Transportation Minister Blair Lekstrom pledged $8 million for centre-line concrete dividers in five high-risk locations Thursday, along with upgrades and extra merge lanes at several intersections.
Construction will start this summer, said Lekstrom. When complete, 40 per cent of the Malahat will have concrete medians to protect against head-on collissions, he said.
“This will be, I think, recognized as an incredible move forward in the safety enhancements along this corridor,” Lekstrom said.
“It is a great investment to improve the safety for the travelling public on a corridor that needed this a great deal.”
Police officers, firefighters and the families of crash victims immediately hailed the upgrades as positive steps that could save lives.
Gizelle Grant, whose father Colin was killed on his motorcycle in November when a car crossed the centre line near the Shawnigan Lake turnoff, called the upgrades bittersweet.
“It just goes to show my dad’s death was preventable,” she said. “It’s nice to see people take accountability for it now.
“My dad’s gone, but hopefully it can save somebody else from going through what I did.”

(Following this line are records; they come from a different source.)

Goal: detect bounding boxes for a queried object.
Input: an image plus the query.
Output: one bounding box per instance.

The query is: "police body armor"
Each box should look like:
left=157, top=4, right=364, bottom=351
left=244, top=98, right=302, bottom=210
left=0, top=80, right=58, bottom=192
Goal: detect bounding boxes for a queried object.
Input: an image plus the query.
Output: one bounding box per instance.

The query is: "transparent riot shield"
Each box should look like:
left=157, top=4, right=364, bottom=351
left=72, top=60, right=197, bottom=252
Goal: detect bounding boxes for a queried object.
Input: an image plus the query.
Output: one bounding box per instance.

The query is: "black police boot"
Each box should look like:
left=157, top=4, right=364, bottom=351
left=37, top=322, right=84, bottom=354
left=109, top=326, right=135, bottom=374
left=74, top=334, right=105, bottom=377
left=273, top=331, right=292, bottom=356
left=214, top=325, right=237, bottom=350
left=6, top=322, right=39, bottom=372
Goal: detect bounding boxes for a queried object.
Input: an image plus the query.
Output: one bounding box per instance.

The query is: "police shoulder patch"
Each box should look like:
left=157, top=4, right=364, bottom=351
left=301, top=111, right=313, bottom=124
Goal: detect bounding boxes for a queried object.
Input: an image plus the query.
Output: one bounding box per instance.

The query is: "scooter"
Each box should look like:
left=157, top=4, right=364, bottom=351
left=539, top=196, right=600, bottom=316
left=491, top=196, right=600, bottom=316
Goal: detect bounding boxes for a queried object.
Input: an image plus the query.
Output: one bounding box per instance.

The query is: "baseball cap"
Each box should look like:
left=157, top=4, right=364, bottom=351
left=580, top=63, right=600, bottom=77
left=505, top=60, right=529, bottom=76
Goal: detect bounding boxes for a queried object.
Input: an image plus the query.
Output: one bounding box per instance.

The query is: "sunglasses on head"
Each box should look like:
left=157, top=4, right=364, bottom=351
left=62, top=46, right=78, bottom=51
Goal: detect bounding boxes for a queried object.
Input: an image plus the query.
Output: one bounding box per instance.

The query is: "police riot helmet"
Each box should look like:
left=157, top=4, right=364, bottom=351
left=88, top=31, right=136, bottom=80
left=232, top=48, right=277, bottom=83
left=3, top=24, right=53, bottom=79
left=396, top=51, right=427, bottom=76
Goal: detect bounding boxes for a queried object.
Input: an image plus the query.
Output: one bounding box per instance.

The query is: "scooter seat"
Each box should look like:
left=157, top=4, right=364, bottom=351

The new barriers and intersection improvments are “very positive steps” that, based on statistics, target the worst spots on the Malahat for severe crashes, said RCMP Insp. Ray Fast, in charge of Island district traffic services.
The Malahat fire department, whose volunteer members see the violence of the high-speed head-on crashes first-hand, praised the upgrades.
“It’s going to improve safety for each and every one of us,” said Fire Chief Rob Patterson. “You don't have to worry about cars crossing as often as they have in the past, in the areas where we have had these time and time again."